Two balls of equal mass are projected from a tower simultaneously with equal speeds. One at angle `theta` above the horizontal and the other at the same angle `theta` below the horizontal. The path of the center of mass of the two balls is

To solve the problem of finding the path of the center of mass of two balls projected from a tower at angles θ above and below the horizontal, we can follow these steps: ### Step 1: Define the Masses and Velocities Let the mass of each ball be \( m \). The initial velocity of both balls is \( v \).

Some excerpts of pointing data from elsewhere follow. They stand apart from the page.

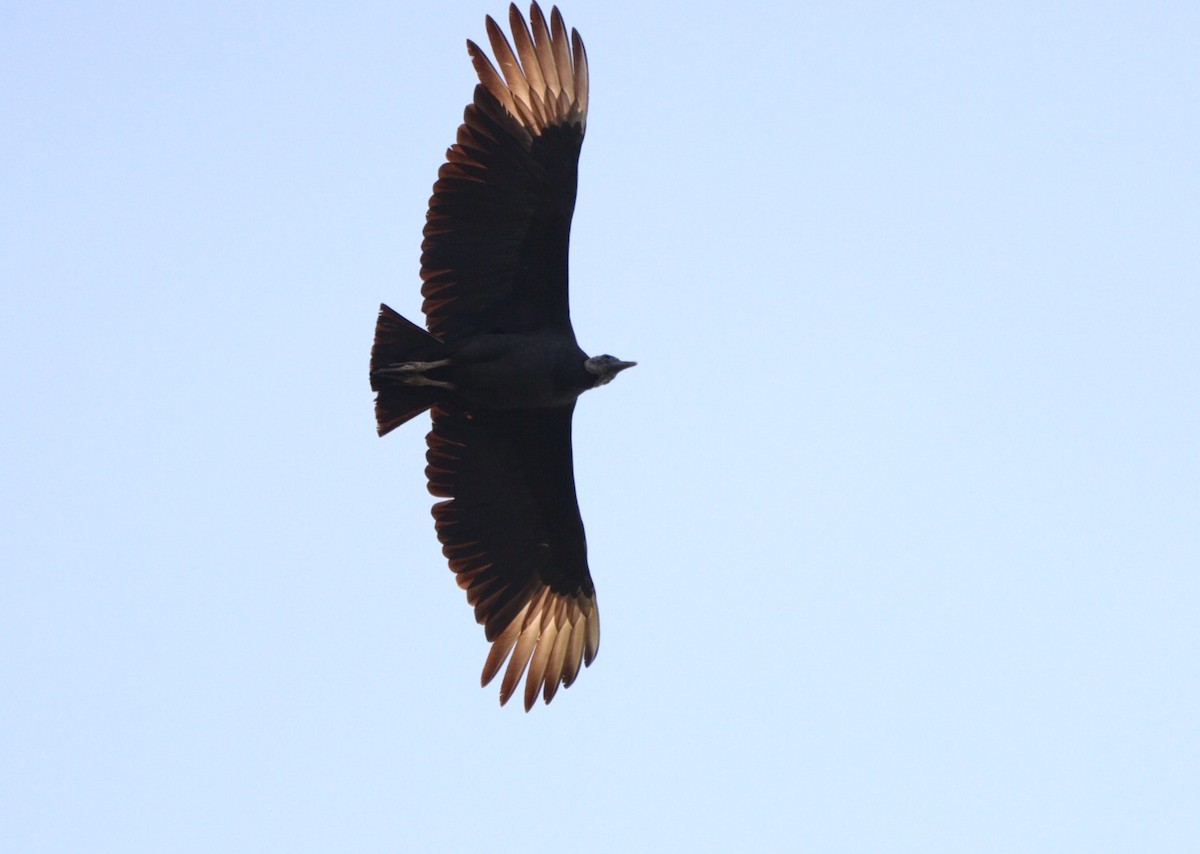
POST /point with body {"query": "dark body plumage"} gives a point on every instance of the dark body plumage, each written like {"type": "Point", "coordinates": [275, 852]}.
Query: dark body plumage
{"type": "Point", "coordinates": [499, 365]}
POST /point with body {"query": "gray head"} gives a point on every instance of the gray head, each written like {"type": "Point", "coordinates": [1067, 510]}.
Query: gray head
{"type": "Point", "coordinates": [605, 367]}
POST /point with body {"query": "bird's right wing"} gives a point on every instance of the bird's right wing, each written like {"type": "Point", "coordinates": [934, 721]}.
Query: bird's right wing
{"type": "Point", "coordinates": [497, 232]}
{"type": "Point", "coordinates": [514, 537]}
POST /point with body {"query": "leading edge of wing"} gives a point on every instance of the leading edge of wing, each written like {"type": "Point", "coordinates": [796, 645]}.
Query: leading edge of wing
{"type": "Point", "coordinates": [495, 257]}
{"type": "Point", "coordinates": [514, 537]}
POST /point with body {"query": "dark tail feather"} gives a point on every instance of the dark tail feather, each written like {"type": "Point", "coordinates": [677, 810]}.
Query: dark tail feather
{"type": "Point", "coordinates": [400, 341]}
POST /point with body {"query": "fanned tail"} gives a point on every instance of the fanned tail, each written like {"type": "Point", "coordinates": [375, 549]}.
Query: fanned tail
{"type": "Point", "coordinates": [401, 394]}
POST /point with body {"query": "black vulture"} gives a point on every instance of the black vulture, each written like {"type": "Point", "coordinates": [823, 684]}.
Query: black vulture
{"type": "Point", "coordinates": [499, 366]}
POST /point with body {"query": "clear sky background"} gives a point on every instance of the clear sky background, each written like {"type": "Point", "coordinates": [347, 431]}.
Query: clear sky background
{"type": "Point", "coordinates": [895, 528]}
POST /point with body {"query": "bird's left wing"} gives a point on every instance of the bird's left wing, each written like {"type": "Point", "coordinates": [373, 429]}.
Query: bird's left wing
{"type": "Point", "coordinates": [495, 256]}
{"type": "Point", "coordinates": [514, 537]}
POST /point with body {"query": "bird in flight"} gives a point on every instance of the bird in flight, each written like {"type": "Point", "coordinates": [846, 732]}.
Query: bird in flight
{"type": "Point", "coordinates": [499, 365]}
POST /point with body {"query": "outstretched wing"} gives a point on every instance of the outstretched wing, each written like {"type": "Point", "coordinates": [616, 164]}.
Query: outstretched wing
{"type": "Point", "coordinates": [499, 220]}
{"type": "Point", "coordinates": [515, 541]}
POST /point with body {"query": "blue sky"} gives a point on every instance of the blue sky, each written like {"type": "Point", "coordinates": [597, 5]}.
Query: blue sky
{"type": "Point", "coordinates": [894, 527]}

The first ball is projected at an angle \( \theta \) above the horizontal, and the second ball is projected at the same angle \( \theta \) below the horizontal. ### Step 2: Resolve the Velocities into Components For the ball projected upwards: - Horizontal component of velocity, \( v_{1x} = v \cos \theta \) - Vertical component of velocity, \( v_{1y} = v \sin \theta \) For the ball projected downwards: - Horizontal component of velocity, \( v_{2x} = v \cos \theta \) - Vertical component of velocity, \( v_{2y} = -v \sin \theta \) (negative because it is downward) ### Step 3: Calculate the Velocity of the Center of Mass The velocity of the center of mass (CM) in the x-direction is given by: \[ V_{CMx} = \frac{m v_{1x} + m v_{2x}}{m + m} = \frac{m(v \cos \theta) + m(v \cos \theta)}{2m} = v \cos \theta \] The velocity of the center of mass in the y-direction is given by: \[ V_{CMy} = \frac{m v_{1y} + m v_{2y}}{m + m} = \frac{m(v \sin \theta) + m(-v \sin \theta)}{2m} = 0 \] ### Step 4: Calculate the Acceleration of the Center of Mass Since there are no horizontal forces acting on the balls, the acceleration in the x-direction is: \[ A_{CMx} = 0 \] In the y-direction, both balls experience gravitational acceleration \( g \) downwards, so: \[ A_{CMy} = \frac{m(-g) + m(-g)}{m + m} = -g \] ### Step 5: Analyze the Motion of the Center of Mass The center of mass moves with a constant velocity in the x-direction \( v \cos \theta \) and has a constant acceleration \( -g \) in the y-direction. This indicates that the motion of the center of mass is parabolic. ### Conclusion The path of the center of mass of the two balls is a parabola.